I know that there was ongoing work improving PDiffs that wanted to use git to generate the intermediate diffs. The current algorithm used in dak does not require old versions except one to be kept, but keeping everything is the far other end of the spectrum where you have a git repository that potentially gets huge unless you rewrite it. It should be possible to just implement a rolling ring buffer of Packages files to diff against, reprepro already generates the PDiffs in the right way, the Index format is flexible enough to support this. So someone would just need to make that bit of work in dak.
Monday, September 16, 2013
Did you notice that it was gone? It's back now. Phew.
Apparently an upgrade to wheezy was scheduled for the passed week-end. This went badly with the RAID controller acting up after the upgrade. So the move to a new machine (or rather VM) was… sped up. And because various policies changed, we needed to move to a dedicated database server with a new authentication scheme, get rid of the /org symlink, get rid of the buildd_* accounts, cope with a new PHP, cope with rlimits that broke a Python CGI (thanks, KiBi!), triggers that weren't tickled, and various other stuff.
Thanks to DSA for handling the underlying infrastructure despite some communication issues during heavy fire fighting.
Sunday, March 3, 2013
However, I was still able to access the git-annex branch within said git repository (using porcelain). This branch contains a file called remote.log which contains the keys of the special remotes. There's one per remote, encrypted to a GPG key of your choice and all files within that remote are encrypted with the same symmetric key.

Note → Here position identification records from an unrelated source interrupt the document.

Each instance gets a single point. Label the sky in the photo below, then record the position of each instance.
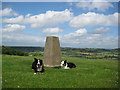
(77, 24)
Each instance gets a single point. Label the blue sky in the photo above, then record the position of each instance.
(77, 24)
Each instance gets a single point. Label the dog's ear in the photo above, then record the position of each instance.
(35, 59)
(41, 62)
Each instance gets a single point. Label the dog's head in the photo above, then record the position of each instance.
(63, 63)
(38, 62)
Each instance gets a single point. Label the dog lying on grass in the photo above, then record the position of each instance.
(67, 65)
(38, 66)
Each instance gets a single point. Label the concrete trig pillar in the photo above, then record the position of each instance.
(52, 53)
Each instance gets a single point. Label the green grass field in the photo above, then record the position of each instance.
(90, 73)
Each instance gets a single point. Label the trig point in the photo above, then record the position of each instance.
(52, 54)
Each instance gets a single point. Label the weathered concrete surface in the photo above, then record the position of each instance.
(52, 53)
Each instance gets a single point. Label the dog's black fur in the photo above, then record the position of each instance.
(67, 65)
(38, 65)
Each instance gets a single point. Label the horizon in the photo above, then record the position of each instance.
(77, 24)
(61, 47)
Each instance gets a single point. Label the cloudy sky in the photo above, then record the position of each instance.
(77, 24)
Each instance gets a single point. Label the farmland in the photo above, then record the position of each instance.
(90, 73)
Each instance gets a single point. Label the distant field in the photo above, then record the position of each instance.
(90, 73)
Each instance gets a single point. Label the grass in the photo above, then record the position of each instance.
(17, 73)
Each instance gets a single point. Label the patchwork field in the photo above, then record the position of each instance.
(90, 73)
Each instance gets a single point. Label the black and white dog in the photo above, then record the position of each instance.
(38, 66)
(67, 65)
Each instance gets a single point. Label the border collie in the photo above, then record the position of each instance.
(38, 66)
(67, 65)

One small detail stopped me from getting the decryption right the first time, though. It seems that git-annex uses randomness generated by GPG and armored into base64. In my naïveté I spotted the base64 and decoded it. Instead it's used verbatim: the first 256 bytes as HMAC key (which reduces randomness to 192 bytes) and the remaining bytes for the symmetric key used by GPG (which will do another key derivation for CAST5 with it). A bug about that just hit the git-annex wiki.
With that knowledge in mind I wrote a little tool that's able to generate encrypted content keys from the plain ones used in the symlinks. That helps you to locate the file in the encrypted remote. Fetch it and then use the tool to decrypt the file in question with the right key.
The lesson: Really backup the git repository used with git-annex and especially remote.log. I'm now missing most of the metadata but for some more important files it's luckily still present. Recovery of the file content does not depend on it if you can deduce the filename from the content. If you have many little files it might be a bit futile without it, though.
Saturday, March 2, 2013
One has to wonder why it takes three months for a bug that trashes data to reach testing. (Obviously I know the answer, but they're not particularly good reasons.) Other distributions, like Ubuntu, were much quicker to notice and incorporate that fix. And in the case of the named distribution not because they auto-synced it from unstable. If somebody notices such a grave bug, please yell at people to get the fix out there to our users. Thanks.
Friday, February 8, 2013
There were of course some valid reasons for not supporting WebP yet. But most of them got fixed in the meantime and all we hear is the referal to proprietary vendors who need to move first. If I'd want to depend on such vendors I'd go with proprietary operating systems. (Having to deal with hardware products of proprietary vendors at $dayjob is enough.) So what's up Mozilla? The solution is to ignore your users and tag bugs with patches wontfix?
The only real advantage of Firefox over Chromium these days is the vast amount of plugins and extensions (e.g. Pentadactyl, for which there is no real equivalent available). Another sad fact is that you need to pull Firefox from a 3rd party repository (even though packages are coming from the 2nd party) to get a current version onto your Debian system to work with the web. But then it's not Mozilla who's to blame here. Maybe we should've introduced one Iceweasel version that's allowed to have reverse-dependencies and one that cannot.
(This post might contain hyberboles, which should be considered as such.)